Ceragon designs and sells high-capacity wireless backhaul solutions using point-to-point microwave radio relay transmission.
High capacity can also be referred to as high bandwidth. High capacity systems transmit voice and data with bit-rates ranging from as low as 44Mbps up to several Gbps.
There are several alternative backhaul methods.
T1/E1 which uses copper telephone lines is the most common means of cellular backhaul. While the number of copper lines already in deployment is very high and the technology mature enough to ensure relatively low service costs, T1/E1 has limited bandwidth of only 1.44 Mbps. A cellular base-station can have several copper T1/E1 lines connected to it, but as traffic capacity increases – due to added number of consumers and the proliferation of bandwidth demanding services – copper lines are gradually being replaced with higher-capacity technologies.

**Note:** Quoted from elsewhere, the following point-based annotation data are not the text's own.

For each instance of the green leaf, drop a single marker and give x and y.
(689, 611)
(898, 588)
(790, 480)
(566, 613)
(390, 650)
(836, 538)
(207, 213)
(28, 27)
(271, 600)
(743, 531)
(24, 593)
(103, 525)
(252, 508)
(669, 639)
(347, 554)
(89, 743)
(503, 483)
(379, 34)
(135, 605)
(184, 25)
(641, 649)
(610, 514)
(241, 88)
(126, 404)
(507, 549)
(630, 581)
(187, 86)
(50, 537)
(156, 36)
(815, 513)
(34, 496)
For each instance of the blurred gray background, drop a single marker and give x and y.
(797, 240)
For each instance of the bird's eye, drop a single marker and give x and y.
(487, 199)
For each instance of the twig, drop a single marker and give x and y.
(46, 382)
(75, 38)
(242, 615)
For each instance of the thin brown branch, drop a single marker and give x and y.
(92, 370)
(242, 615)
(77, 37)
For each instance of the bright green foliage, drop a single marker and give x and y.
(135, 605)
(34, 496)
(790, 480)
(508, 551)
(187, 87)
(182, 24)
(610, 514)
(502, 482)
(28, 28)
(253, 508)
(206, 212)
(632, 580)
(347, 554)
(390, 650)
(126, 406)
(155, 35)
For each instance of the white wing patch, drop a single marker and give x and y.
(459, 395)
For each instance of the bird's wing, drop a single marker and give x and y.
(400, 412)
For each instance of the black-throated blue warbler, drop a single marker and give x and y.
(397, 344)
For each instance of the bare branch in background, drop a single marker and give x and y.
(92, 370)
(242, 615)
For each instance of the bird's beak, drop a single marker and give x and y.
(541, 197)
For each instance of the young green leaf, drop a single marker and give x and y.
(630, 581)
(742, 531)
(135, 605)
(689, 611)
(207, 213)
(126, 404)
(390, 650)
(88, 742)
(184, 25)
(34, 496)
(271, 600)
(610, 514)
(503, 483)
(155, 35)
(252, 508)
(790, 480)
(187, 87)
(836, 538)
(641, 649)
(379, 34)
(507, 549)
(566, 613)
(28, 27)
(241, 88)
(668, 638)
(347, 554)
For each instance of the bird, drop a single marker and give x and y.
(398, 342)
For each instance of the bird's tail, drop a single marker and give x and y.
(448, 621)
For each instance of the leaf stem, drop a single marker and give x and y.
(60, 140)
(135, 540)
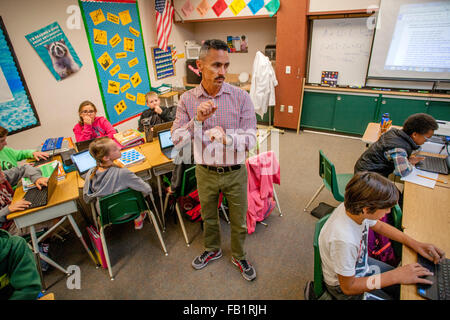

Fiber optics may also be used for backhauling. Fiber provides virtually unlimited bandwidth capacity – where it is available. However, deploying new fiber is an expensive endeavor. Bringing fiber to areas that are out of fiber reach, for example: Greenfield deployments as well as many of the world's cellular base-stations, is cost prohibitive and leads Carriers to opt for more cost efficient solutions.
WiMAX, or Worldwide Interoperability for Microwave Access, was also considered for backhaul applications. However, Using WiMAX in the backhaul is not an efficient use of scarce and valuable spectrum. WiMAX may be considered for cellular backhaul in markets where carriers have WiMAX spectrum that is not being used for WiMAX access networks.
Microwave backhaul solutions – such as those offered by Ceragon – are therefore ideal for new and established carriers helping to increase network capacity while reducing backhaul expenditure.